Correlation Between Nasdaq and State Street
Can any of the company-specific risk be diversified away by investing in both Nasdaq and State Street at the same time? Although using a correlation coefficient on its own may not help to predict future stock returns, this module helps to understand the diversifiable risk of combining Nasdaq and State Street into the same portfolio, which is an essential part of the fundamental portfolio management process.
By analyzing existing cross correlation between Nasdaq Inc and State Street Target, you can compare the effects of market volatilities on Nasdaq and State Street and check how they will diversify away market risk if combined in the same portfolio for a given time horizon. You can also utilize pair trading strategies of matching a long position in Nasdaq with a short position of State Street. Check out your portfolio center. Please also check ongoing floating volatility patterns of Nasdaq and State Street.
Diversification Opportunities for Nasdaq and State Street
0.22 | Correlation Coefficient |
Modest diversification
The 3 months correlation between Nasdaq and State is 0.22. Overlapping area represents the amount of risk that can be diversified away by holding Nasdaq Inc and State Street Target in the same portfolio, assuming nothing else is changed. The correlation between historical prices or returns on State Street Target and Nasdaq is a relative statistical measure of the degree to which these equity instruments tend to move together. The correlation coefficient measures the extent to which returns on Nasdaq Inc are associated (or correlated) with State Street. Values of the correlation coefficient range from -1 to +1, where. The correlation of zero (0) is possible when the price movement of State Street Target has no effect on the direction of Nasdaq i.e., Nasdaq and State Street go up and down completely randomly.
Pair Corralation between Nasdaq and State Street
Given the investment horizon of 90 days Nasdaq Inc is expected to generate 3.73 times more return on investment than State Street. However, Nasdaq is 3.73 times more volatile than State Street Target. It trades about 0.05 of its potential returns per unit of risk. State Street Target is currently generating about 0.11 per unit of risk. If you would invest 5,915 in Nasdaq Inc on September 15, 2024 and sell it today you would earn a total of 2,097 from holding Nasdaq Inc or generate 35.45% return on investment over 90 days.

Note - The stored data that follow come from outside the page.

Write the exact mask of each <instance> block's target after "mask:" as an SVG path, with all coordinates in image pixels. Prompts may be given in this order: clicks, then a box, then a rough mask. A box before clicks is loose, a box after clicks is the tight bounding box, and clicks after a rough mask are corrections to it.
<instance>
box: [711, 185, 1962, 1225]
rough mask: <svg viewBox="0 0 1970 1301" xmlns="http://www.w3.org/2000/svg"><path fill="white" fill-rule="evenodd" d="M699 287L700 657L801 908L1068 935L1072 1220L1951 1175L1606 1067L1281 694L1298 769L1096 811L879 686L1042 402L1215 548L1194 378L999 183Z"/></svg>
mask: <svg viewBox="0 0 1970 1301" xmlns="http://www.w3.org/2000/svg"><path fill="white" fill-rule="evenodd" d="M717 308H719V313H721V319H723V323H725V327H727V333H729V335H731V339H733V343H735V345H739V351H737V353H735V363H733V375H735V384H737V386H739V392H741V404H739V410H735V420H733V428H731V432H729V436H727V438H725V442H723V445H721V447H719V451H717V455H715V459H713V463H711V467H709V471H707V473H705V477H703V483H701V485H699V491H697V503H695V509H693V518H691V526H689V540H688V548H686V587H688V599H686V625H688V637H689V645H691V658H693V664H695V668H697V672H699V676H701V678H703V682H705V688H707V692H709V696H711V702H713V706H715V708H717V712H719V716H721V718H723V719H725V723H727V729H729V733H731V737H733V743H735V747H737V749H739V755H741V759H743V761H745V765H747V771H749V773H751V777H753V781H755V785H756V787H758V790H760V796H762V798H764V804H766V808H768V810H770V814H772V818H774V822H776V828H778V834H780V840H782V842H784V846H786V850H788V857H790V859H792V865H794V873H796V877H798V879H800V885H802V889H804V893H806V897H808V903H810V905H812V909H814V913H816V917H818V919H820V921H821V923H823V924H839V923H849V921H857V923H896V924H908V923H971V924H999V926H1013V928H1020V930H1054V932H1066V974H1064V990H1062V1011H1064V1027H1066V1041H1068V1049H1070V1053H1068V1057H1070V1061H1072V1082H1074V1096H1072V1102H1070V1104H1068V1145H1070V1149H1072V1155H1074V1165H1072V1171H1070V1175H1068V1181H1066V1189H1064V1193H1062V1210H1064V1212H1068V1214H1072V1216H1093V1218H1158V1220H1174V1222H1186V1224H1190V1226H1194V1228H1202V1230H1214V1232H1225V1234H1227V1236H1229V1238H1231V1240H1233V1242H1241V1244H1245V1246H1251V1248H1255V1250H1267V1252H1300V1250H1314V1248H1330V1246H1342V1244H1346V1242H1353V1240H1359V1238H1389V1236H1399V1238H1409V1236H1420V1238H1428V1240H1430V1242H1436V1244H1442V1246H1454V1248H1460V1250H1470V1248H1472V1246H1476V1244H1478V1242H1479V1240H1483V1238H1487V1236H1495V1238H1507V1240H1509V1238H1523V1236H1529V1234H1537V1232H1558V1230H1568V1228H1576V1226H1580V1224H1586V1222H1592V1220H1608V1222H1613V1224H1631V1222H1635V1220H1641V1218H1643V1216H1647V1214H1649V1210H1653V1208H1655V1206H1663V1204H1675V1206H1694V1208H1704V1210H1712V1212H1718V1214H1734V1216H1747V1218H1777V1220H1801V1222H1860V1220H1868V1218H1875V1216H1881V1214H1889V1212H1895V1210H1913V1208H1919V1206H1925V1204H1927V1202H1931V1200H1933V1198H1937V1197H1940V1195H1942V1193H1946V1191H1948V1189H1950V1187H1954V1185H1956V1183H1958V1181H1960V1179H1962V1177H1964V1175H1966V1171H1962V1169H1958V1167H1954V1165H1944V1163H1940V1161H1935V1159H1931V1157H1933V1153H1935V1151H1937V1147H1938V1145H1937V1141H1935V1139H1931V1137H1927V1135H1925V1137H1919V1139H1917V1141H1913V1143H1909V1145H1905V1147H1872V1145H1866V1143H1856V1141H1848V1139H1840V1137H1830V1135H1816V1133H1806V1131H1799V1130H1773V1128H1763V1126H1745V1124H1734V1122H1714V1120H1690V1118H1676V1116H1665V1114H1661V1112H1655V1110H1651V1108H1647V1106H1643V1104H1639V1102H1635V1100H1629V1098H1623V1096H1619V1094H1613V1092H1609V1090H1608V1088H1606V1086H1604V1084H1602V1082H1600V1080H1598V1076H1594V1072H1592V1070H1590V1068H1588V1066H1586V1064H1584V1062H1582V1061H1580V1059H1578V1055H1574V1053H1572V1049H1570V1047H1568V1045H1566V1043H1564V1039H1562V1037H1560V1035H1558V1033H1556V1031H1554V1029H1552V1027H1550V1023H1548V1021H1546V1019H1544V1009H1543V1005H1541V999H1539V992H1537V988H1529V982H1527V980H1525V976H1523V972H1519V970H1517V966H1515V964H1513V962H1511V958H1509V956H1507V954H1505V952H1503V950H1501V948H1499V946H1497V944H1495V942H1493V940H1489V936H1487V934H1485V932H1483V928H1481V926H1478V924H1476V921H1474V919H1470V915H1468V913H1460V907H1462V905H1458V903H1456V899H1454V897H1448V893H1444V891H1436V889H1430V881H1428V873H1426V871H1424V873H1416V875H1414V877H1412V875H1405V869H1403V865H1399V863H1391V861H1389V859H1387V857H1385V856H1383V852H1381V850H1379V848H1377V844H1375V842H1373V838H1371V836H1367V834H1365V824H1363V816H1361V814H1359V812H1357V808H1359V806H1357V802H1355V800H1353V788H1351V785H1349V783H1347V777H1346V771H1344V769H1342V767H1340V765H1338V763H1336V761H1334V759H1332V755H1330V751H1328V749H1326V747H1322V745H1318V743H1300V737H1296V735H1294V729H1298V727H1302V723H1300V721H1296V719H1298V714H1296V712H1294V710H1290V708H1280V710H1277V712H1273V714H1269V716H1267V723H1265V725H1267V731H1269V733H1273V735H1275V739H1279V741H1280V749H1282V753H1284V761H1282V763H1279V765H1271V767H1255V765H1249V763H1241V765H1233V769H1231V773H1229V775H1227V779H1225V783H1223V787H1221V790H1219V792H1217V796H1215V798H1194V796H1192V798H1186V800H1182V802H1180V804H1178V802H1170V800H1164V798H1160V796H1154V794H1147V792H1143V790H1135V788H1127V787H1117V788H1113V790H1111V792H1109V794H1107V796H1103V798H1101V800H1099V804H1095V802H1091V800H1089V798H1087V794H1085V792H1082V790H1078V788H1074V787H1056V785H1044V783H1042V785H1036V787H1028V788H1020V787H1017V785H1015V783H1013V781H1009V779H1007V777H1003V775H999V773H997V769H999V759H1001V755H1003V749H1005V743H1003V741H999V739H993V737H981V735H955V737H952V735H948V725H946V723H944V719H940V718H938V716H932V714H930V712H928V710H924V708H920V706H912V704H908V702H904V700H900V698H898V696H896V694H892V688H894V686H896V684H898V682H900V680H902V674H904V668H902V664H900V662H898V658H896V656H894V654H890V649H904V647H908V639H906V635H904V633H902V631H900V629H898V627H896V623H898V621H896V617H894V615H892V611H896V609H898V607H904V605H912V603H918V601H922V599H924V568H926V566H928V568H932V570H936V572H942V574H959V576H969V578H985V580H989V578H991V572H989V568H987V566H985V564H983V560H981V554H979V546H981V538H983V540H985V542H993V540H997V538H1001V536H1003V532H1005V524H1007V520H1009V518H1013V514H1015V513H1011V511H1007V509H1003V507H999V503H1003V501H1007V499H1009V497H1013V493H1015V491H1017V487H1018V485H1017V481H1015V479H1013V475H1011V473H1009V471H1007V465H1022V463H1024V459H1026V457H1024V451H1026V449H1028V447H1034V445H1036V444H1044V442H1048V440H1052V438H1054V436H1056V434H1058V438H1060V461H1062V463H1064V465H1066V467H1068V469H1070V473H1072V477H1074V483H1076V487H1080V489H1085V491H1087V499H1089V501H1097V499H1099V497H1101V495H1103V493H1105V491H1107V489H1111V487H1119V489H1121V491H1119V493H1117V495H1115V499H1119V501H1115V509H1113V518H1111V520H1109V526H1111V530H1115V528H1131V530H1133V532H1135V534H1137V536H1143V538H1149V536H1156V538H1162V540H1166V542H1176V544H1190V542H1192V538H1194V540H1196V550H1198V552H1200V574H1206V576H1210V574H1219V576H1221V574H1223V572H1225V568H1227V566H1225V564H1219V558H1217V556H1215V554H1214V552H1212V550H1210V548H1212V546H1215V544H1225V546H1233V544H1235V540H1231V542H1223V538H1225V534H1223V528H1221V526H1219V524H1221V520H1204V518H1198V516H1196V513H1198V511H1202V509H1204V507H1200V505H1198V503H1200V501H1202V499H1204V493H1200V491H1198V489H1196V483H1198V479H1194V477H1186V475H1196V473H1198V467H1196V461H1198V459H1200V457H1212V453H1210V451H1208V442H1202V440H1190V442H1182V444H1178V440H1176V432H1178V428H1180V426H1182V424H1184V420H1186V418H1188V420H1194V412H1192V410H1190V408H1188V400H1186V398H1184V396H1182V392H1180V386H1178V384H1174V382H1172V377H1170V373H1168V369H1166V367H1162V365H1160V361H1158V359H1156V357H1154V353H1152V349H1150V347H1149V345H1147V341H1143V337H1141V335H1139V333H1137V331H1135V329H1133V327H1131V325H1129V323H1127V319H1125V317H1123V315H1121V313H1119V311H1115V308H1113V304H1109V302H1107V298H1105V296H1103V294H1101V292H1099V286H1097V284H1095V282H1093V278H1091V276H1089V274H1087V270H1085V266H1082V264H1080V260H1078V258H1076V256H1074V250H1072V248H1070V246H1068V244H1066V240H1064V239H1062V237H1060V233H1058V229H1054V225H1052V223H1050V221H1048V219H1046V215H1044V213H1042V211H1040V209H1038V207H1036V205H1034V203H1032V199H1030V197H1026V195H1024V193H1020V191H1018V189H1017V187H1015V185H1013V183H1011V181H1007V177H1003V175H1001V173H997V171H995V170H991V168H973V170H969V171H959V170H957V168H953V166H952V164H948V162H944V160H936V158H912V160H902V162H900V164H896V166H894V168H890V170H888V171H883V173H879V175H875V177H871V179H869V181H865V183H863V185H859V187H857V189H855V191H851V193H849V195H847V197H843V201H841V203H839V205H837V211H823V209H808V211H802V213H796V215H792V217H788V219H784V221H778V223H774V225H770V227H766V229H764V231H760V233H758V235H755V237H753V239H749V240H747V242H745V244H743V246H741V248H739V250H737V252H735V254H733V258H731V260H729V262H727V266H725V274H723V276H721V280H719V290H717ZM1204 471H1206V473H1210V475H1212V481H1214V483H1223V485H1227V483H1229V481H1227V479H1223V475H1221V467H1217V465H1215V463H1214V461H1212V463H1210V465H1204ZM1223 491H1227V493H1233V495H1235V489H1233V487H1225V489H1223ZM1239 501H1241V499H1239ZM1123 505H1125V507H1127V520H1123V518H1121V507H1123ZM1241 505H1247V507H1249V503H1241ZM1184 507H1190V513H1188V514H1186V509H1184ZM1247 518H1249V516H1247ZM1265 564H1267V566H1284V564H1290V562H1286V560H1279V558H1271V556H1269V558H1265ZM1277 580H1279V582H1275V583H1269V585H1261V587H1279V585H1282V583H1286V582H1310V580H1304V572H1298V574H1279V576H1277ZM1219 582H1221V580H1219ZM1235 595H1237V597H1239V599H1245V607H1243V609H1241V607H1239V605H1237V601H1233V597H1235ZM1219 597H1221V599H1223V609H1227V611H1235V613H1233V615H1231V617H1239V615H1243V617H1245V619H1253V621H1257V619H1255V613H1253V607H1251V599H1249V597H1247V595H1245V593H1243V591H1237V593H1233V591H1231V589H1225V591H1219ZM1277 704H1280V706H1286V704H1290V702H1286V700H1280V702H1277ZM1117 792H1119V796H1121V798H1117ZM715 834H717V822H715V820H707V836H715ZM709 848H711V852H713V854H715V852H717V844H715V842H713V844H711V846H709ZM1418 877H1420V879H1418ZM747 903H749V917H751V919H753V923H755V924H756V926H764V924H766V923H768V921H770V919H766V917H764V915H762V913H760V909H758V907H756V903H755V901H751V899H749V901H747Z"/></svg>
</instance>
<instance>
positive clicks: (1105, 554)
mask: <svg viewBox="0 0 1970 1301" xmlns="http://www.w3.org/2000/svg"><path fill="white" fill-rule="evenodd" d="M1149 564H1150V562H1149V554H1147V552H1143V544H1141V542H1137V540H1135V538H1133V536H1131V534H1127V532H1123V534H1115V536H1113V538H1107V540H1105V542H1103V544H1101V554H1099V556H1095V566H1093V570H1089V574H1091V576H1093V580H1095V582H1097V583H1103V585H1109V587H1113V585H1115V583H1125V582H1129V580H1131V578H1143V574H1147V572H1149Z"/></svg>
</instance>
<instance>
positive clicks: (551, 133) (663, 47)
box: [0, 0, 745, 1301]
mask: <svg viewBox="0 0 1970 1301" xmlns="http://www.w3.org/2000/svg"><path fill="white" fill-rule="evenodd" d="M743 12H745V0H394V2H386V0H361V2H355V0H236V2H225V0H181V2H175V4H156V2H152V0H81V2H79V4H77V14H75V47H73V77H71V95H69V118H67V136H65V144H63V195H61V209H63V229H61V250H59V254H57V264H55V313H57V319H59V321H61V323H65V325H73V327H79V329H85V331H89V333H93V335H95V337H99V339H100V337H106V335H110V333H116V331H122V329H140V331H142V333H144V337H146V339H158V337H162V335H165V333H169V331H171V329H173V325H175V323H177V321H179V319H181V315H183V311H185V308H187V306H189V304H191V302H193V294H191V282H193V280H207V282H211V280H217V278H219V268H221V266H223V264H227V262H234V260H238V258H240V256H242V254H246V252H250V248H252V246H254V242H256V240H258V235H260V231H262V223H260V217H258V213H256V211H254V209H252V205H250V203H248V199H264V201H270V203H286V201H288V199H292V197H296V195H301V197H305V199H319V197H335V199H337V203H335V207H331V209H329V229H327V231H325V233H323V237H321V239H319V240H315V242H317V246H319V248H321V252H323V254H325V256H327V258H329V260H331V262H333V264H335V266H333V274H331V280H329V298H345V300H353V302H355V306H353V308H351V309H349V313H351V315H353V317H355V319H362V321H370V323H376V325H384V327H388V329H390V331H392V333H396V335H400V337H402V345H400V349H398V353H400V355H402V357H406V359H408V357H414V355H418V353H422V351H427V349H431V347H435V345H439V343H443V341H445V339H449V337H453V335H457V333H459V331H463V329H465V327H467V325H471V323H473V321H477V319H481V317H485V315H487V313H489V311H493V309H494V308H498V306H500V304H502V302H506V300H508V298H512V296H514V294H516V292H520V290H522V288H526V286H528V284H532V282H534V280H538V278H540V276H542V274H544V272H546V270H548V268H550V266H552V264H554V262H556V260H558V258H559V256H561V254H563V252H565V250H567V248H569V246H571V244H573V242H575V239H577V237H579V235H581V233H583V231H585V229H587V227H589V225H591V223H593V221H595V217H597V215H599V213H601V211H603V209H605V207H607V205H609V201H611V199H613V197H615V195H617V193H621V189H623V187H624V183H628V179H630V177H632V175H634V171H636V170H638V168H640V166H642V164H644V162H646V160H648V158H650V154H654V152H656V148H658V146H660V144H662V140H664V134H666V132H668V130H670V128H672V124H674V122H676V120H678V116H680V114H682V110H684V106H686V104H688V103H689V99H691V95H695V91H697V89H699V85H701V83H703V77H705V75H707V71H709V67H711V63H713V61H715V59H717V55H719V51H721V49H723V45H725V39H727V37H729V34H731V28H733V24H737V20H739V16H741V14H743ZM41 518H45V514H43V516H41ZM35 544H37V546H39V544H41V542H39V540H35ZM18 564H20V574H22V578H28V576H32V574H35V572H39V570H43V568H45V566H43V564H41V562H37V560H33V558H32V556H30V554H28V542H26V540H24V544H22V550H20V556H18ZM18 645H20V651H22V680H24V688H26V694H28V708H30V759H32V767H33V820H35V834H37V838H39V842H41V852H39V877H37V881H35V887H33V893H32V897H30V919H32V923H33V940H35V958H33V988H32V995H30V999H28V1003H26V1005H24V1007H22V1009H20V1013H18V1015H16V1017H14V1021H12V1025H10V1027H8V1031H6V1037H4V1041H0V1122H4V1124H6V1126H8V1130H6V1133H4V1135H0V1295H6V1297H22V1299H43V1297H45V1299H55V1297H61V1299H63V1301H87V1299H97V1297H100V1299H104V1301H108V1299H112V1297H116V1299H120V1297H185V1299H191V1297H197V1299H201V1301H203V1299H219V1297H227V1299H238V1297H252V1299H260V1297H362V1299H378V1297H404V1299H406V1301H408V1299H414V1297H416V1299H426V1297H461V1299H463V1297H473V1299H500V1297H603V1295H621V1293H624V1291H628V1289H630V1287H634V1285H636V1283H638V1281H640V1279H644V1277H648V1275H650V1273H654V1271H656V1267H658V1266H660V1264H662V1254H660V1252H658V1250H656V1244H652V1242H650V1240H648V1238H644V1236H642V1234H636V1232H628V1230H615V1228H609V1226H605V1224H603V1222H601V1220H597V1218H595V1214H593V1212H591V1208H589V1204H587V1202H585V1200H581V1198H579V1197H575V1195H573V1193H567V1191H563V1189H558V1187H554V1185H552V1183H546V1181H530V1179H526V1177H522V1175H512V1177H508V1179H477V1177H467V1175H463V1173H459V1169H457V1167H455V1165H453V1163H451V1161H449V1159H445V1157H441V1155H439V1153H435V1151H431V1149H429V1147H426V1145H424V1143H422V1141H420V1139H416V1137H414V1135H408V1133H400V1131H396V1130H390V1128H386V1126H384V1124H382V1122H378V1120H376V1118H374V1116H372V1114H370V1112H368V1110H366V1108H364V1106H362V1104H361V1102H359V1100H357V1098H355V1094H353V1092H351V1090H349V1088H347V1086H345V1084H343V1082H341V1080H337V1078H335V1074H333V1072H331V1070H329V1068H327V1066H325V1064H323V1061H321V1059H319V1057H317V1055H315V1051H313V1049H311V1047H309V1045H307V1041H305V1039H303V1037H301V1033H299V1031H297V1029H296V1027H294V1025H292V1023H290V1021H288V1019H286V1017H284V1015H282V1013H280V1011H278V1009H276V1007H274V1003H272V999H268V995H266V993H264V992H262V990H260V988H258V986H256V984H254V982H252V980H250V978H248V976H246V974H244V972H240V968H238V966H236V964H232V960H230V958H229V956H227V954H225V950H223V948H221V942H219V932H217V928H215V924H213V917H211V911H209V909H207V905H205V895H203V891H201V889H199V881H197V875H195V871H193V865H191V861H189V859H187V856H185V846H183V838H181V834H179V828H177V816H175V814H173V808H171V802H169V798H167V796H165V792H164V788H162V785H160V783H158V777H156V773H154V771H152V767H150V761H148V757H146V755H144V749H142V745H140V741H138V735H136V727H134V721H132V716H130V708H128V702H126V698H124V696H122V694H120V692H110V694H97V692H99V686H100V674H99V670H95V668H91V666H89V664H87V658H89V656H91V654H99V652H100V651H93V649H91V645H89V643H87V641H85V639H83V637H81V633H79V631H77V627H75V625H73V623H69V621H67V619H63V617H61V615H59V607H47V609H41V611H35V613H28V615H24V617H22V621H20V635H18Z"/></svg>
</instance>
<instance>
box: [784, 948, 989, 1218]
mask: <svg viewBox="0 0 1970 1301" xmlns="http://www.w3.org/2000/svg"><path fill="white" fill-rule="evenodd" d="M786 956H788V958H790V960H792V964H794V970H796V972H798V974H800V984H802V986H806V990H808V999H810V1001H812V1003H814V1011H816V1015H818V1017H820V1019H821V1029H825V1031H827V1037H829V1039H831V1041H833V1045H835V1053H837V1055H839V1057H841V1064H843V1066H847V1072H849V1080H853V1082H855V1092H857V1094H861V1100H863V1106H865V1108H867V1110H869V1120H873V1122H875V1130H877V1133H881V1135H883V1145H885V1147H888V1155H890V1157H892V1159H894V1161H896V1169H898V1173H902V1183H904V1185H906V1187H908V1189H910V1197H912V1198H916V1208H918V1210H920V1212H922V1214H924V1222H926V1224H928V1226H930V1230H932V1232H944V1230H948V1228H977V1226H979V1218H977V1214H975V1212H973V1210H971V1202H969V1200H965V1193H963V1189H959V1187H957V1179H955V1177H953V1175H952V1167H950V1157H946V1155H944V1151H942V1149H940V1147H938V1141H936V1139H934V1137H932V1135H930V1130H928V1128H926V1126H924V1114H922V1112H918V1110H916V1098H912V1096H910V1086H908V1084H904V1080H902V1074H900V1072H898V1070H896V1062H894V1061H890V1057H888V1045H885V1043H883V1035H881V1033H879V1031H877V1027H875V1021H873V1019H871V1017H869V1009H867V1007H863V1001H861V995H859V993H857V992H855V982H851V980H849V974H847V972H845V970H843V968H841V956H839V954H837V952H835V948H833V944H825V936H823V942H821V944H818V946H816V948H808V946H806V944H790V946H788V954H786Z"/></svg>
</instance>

Time Period | 3 Months [change] |
Direction | Moves Together |
Strength | Very Weak |
Accuracy | 100.0% |
Values | Daily Returns |
Nasdaq Inc vs. State Street Target
Performance |
Timeline |
Nasdaq Inc |
State Street Target |
Nasdaq and State Street Volatility Contrast
Predicted Return Density |
Returns |
Pair Trading with Nasdaq and State Street
The main advantage of trading using opposite Nasdaq and State Street positions is that it hedges away some unsystematic risk. Because of two separate transactions, even if Nasdaq position performs unexpectedly, State Street can make up some of the losses. Pair trading also minimizes risk from directional movements in the market. For example, if an entire industry or sector drops because of unexpected headlines, the short position in State Street will offset losses from the drop in State Street's long position.The idea behind Nasdaq Inc and State Street Target pairs trading is to make the combined position market-neutral, meaning the overall market's direction will not affect its win or loss (or potential downside or upside). This can be achieved by designing a pairs trade with two highly correlated stocks or equities that operate in a similar space or sector, making it possible to obtain profits through simple and relatively low-risk investment.State Street vs. Vanguard Financials Index | State Street vs. Blackrock Financial Institutions | State Street vs. 1919 Financial Services | State Street vs. Gabelli Global Financial |
Check out your portfolio center.Note that this page's information should be used as a complementary analysis to find the right mix of equity instruments to add to your existing portfolios or create a brand new portfolio. You can also try the Portfolio File Import module to quickly import all of your third-party portfolios from your local drive in csv format.